The terrorist attack at the Tunisian resort of Sousse on Friday the 26th of June, which has left 38 confirmed deaths, mostly British, has been suggested by government officials and terrorist experts as the most significant attack against Britain since 7/7. The attack like so many other recent terrorist atrocities reflects a main feature of contemporary terrorism: spontaneity. The erratic and murderous outburst of Seifeddine Rezgui whose radicalisation in extremist Islamic thought remained undetected, carried out his lone wolf attack with a maximal and spontaneous impact.

An attack like this will have unprecedented consequences for Tunisia’s tourism industry which made up 14.4 per cent of its GDP in 2014. Holiday makers will be paralysed and in a state of limbo, trying to find the moral balance between pulling their business out of Tunisia or defying these extremists with a ‘business as usual’ approach. Tourists will naturally have their hesitations over the safety of the resorts and will justifiably demand more security as an absolute minimum, if they are to continue their excursions to Tunisia. It is this sort of gridlock which will be the burden for Tunisian tourism for some months to come as officials struggle to preserve such a vital economic sector.

The collapse of the tourism industry will be a realistic concern for Tunisia and resolving this problem will be contentious to say the least, however, to cross Tunisia off from the list of frequent British holiday destinations signifies the capitulation of the West to the will of the terrorists.

The aim of Islamic fundamentalists is the imposition of fear. The most recent attack in Tunisia was not only an affront to the Western world, but it was an attempt to petrify British tourists into submission and to force them to abandon North Africa as a tourist destination. If there is a withdrawal and eventual collapse of tourism in Tunisia, the likes of the ISIL and Al Qaeda will only target more frequently and with the confidence that the tactics used in Sousse achieve the most rewards for their cause.

But what about the propaganda relating to this attack? The Islamic State specifically have capitalised on social media platforms to propagate their successes against the Iraqi and Syrian armies, as well as the Western Coalition. Eradicating the tourism industry in Tunisia would only fuel the propaganda efforts exploiting the achievements of the Islamic vision, which prophesies the eventual annihilation of the ‘infidel’ race. Countless numbers of British Muslims have been radicalised through these platforms, with Twitter being the most prominent, therefore any abandonment of tourism in this region will only drive the appeal of Islamic extremism.

In recent years, North Africa has been ridden with political uncertainty. The Arab Spring has had direct repercussions in the region, leaving vast political vacuums which Islamists have long sought to exploit – Rezgui himself had allegedly fought in Libya against the Gadaffi regime.

If tourism is abandoned in this country, a major economic sector will be undermined and an existing vacuum will only widen for the extremist groups to infiltrate. ISIL and Al Qaeda alike want to disconnect North Africa from the West and the withdrawal of tourism will only quicken the process of dislocation and isolation. They seek an Islamic caliphate across these territories and tourism is part of a wider context of issues that have hampered attempts to create a land governed by Shari’ah.

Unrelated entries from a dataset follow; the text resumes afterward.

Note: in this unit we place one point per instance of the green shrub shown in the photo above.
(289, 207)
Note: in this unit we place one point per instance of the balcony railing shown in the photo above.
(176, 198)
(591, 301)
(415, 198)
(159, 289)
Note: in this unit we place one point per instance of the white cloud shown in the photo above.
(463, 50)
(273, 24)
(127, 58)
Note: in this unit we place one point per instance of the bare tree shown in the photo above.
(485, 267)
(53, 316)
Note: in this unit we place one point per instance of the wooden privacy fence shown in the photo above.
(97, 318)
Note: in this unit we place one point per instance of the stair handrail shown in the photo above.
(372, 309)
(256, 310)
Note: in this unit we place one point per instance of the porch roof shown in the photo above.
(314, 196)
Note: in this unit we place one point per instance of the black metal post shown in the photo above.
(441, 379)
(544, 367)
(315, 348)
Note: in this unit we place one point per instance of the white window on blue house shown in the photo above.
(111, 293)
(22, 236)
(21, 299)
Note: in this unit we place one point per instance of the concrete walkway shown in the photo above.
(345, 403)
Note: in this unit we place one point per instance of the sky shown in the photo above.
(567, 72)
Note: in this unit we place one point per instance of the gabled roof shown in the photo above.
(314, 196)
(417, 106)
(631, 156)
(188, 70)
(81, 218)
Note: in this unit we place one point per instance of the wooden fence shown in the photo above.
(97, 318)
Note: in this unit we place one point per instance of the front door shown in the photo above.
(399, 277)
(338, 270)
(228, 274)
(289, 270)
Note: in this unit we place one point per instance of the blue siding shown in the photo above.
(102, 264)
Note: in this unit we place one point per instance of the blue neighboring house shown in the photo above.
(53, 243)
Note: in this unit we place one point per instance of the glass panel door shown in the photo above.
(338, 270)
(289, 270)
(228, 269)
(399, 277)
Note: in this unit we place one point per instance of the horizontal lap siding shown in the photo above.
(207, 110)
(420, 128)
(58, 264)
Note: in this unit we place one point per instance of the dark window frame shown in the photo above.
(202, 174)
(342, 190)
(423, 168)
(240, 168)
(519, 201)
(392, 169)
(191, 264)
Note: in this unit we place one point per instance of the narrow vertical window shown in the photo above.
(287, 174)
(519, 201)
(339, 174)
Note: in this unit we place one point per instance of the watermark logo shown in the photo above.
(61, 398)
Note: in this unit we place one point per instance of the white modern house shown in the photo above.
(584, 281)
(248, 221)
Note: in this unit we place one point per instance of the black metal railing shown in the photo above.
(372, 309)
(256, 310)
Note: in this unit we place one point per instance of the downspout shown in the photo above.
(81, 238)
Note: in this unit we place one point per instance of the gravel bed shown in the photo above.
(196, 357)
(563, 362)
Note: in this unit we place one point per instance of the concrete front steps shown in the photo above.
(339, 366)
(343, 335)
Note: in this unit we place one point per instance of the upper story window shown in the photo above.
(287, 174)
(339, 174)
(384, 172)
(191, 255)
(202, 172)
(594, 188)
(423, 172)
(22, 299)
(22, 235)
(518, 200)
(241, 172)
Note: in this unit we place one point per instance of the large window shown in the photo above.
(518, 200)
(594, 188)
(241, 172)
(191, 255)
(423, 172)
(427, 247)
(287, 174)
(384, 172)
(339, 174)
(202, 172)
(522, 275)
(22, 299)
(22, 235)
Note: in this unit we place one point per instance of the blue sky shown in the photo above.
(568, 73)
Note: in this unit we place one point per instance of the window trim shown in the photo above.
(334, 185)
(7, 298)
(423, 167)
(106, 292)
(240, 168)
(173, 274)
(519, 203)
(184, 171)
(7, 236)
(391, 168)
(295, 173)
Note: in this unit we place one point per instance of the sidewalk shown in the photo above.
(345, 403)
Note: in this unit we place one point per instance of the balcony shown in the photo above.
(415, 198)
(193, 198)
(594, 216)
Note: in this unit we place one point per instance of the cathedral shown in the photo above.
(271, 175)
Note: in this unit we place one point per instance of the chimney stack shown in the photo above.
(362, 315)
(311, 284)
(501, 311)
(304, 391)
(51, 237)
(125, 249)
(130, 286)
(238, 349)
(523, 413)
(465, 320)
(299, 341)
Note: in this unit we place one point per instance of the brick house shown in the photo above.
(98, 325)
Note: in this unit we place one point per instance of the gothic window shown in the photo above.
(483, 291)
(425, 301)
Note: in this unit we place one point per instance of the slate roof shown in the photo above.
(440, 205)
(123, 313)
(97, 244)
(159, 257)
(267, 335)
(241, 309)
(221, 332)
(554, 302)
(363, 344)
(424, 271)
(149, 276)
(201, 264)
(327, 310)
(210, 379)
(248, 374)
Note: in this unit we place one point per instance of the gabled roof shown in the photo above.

The massacre in Tunisia is an opportunity for Britain to make a stand against Islamic extremism and terrorism as a whole. Britain never abandoned the tube back in July 2005, and now is not the time to abandon a country and industry that welcomes us as a nation. By continuing to holiday in Tunisia, tourists are defying the attempts to undermine the principles of freedom and liberty which are integral to the British nation. Britain must do all it can to support the Tunisian authorities in bolstering their security forces so that tourism can continue to thrive there in commemoration of those who lost their lives. Britain has never bowed down or been intimidated by terrorists and 2015 should not be the year this attitude changes.

What happened on the 26th of June was a tragedy to say the least. The reaction of the hotel staff who directed the tourists to safety and who also documented the gunman’s attack, was a phenomenal act of bravery that can only demand the highest level of admiration. It certainly proves just how alien the fanatical beliefs of these terrorists are to Tunisian people and that in fact, tourism is something of a national pride as opposed to an infringement on Islamic purity.